Monday, January 23, 2012

The Eyre Affair

Book Review

The Eyre Affair by Jasper Fforde

I have never read Fforde before now. I didn't even know the author existed. But a friend recommended him to me.

This is the first book in a series of currently six books, with the promise of a seventh, all with the same protagonist, Thursday Next.

This also happens to be the author's first novel.

Since the writing of The Eyre Affair, he has written many more novels, several of which are parts of trilogies.

The Eyre Affair

The story is set clearly in England, but the history of the location is clearly different than the history you and I studied in school. Here, Scotland is a distinct country and relations between the two neighbors is not friendly and open.

The author makes liberal adjustments to all kinds of historical world affairs and literary allusions abound.
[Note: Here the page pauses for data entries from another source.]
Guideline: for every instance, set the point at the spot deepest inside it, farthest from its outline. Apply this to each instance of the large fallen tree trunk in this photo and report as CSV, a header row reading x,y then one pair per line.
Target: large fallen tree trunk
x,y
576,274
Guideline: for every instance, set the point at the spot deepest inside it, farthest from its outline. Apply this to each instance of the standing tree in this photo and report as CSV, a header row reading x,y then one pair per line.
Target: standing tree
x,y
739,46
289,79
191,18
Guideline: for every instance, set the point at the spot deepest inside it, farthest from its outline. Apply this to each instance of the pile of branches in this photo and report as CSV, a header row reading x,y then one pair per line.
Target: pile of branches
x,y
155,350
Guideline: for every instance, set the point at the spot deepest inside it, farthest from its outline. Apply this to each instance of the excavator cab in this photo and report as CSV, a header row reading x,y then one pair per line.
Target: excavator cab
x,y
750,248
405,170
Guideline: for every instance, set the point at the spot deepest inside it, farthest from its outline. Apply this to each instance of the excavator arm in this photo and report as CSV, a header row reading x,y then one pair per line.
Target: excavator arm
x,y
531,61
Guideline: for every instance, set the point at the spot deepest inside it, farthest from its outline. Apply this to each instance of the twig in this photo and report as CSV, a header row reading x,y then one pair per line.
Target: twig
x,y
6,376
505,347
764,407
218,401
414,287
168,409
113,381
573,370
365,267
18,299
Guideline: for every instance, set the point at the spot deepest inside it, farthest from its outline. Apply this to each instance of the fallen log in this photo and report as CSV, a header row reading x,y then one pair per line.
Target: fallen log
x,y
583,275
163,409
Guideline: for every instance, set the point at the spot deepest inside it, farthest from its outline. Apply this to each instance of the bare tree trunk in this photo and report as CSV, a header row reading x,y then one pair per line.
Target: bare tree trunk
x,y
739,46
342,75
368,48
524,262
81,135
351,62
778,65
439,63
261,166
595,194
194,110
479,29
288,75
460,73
This is fabulous if you are well versed in both history and literature. I can't quite say that I am. I couldn't tell if I was supposed to recognize that the portrayed history was different than our actual history or if I would recognize it as actual history. I just don't know history very well. Or classic literature all that well.
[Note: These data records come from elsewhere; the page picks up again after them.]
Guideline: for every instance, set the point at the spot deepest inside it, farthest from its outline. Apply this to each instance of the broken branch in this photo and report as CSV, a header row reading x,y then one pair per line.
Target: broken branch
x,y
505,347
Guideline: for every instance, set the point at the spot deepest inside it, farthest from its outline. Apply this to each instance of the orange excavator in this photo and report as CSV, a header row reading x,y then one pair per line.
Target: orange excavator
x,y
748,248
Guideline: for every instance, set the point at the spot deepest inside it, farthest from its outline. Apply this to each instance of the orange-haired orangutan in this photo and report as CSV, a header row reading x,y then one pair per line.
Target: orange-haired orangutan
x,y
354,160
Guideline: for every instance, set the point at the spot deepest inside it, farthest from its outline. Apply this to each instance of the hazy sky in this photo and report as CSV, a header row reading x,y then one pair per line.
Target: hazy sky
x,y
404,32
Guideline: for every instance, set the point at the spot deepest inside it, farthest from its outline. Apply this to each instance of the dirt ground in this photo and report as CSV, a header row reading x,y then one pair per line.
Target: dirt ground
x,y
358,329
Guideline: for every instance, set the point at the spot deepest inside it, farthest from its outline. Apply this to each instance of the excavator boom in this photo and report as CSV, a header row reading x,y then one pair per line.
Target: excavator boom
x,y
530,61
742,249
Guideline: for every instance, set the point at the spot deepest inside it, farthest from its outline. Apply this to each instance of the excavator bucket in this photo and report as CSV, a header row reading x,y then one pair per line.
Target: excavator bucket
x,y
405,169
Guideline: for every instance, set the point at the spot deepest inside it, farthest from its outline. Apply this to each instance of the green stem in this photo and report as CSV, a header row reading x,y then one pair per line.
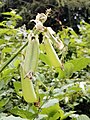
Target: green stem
x,y
12,57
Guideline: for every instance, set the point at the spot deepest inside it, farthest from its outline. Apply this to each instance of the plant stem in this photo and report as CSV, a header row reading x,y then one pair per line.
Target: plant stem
x,y
12,57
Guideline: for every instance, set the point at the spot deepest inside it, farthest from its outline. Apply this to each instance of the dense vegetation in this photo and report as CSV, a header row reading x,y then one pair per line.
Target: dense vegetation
x,y
62,92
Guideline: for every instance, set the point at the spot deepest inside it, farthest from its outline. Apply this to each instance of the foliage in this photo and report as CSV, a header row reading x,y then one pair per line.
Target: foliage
x,y
60,91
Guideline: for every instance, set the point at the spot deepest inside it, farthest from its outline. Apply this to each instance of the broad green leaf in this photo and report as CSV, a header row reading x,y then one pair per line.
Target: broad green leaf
x,y
83,117
80,63
44,58
50,102
67,114
41,117
68,69
51,111
18,87
3,102
11,117
22,113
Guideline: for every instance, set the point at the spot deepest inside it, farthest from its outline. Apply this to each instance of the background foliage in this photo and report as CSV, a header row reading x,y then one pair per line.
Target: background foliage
x,y
60,98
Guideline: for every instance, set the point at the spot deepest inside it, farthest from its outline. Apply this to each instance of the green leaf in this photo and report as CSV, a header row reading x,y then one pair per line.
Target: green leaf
x,y
50,102
11,117
67,114
80,63
68,69
83,117
3,102
18,87
52,110
44,58
22,113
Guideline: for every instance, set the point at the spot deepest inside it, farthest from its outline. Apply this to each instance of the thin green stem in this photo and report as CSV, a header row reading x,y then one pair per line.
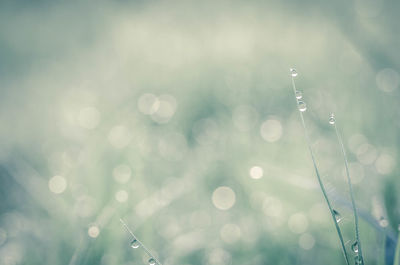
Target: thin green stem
x,y
320,180
353,202
397,254
138,241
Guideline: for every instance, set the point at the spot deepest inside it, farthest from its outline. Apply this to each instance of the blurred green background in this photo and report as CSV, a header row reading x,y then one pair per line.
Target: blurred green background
x,y
179,117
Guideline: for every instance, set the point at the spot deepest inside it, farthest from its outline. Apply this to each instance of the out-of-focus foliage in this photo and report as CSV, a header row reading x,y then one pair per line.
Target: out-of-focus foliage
x,y
178,116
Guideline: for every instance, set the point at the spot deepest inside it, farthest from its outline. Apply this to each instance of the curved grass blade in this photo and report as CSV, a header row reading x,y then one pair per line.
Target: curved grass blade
x,y
360,256
293,74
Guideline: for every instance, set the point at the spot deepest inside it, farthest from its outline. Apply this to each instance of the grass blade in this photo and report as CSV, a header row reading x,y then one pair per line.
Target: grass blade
x,y
140,243
360,256
321,184
397,253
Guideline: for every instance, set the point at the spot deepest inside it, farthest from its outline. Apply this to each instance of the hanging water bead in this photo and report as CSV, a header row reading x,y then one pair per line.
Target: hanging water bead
x,y
302,106
337,215
358,260
354,247
135,244
293,72
299,95
332,119
383,222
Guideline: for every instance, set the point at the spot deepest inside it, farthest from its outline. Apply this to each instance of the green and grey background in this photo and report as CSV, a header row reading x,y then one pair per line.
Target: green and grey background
x,y
179,117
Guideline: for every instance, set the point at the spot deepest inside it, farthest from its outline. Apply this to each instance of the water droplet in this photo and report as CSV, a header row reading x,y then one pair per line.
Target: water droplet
x,y
299,95
293,72
338,217
354,247
332,119
383,222
358,260
302,106
135,244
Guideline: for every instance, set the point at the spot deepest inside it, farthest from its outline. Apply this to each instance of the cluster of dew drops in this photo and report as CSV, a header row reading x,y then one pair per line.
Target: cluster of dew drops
x,y
135,244
301,104
303,107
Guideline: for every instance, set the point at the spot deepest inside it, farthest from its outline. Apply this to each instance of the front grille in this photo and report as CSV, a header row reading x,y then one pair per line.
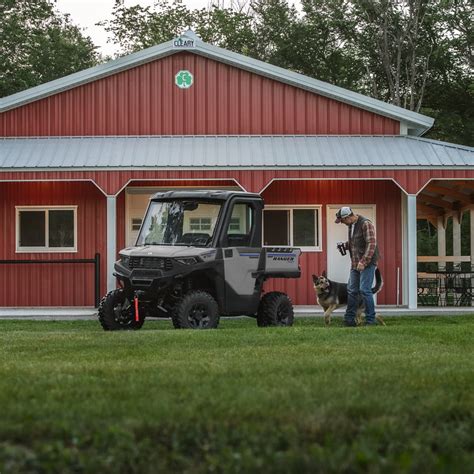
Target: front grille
x,y
151,263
But I have read Jane Eyre and I strongly recommend reading this book only after you have read it too. The differences between what is in this story and the original will only be apparent to those who have read the original in its entirety.

Our protagonist is named Thursday Next and she is a member of Special Operations. I'm still not sure what all SpecOps does, but lots of highly secretive or highly significant government operations, or both, are handled by this apparently government protection agency.

Not only is the history portrayed by this story different than our own, so is time. Time travel is quite present and intertwined in this story.

All of these variants from our reality make for an intriguing storyline. Actually, the storyline itself is rather unique. In general, time moves forward for us in a straight line, with the occasional flashback to tell some back story, but we are thrown all sorts of tangents to the plot. The back story comes to us it bits and pieces and in no apparent order. You might say this is one grand ride. But I won't.

I'm not a fan of disjointed flashbacks and random tangents to to the plot. But, in the end, it does come around full circle.

Still, this is not your average novel. It's more like inviting Jack Bauer (from the "24" television series) to jump into bit of science fiction, tossed with a bit of James Bond (shaken, not stirred), and folding in a bit of your college literature class.

Interesting to say the least.

If you are looking for something quite different, give this a try. You are likely to be surprised, in way or another.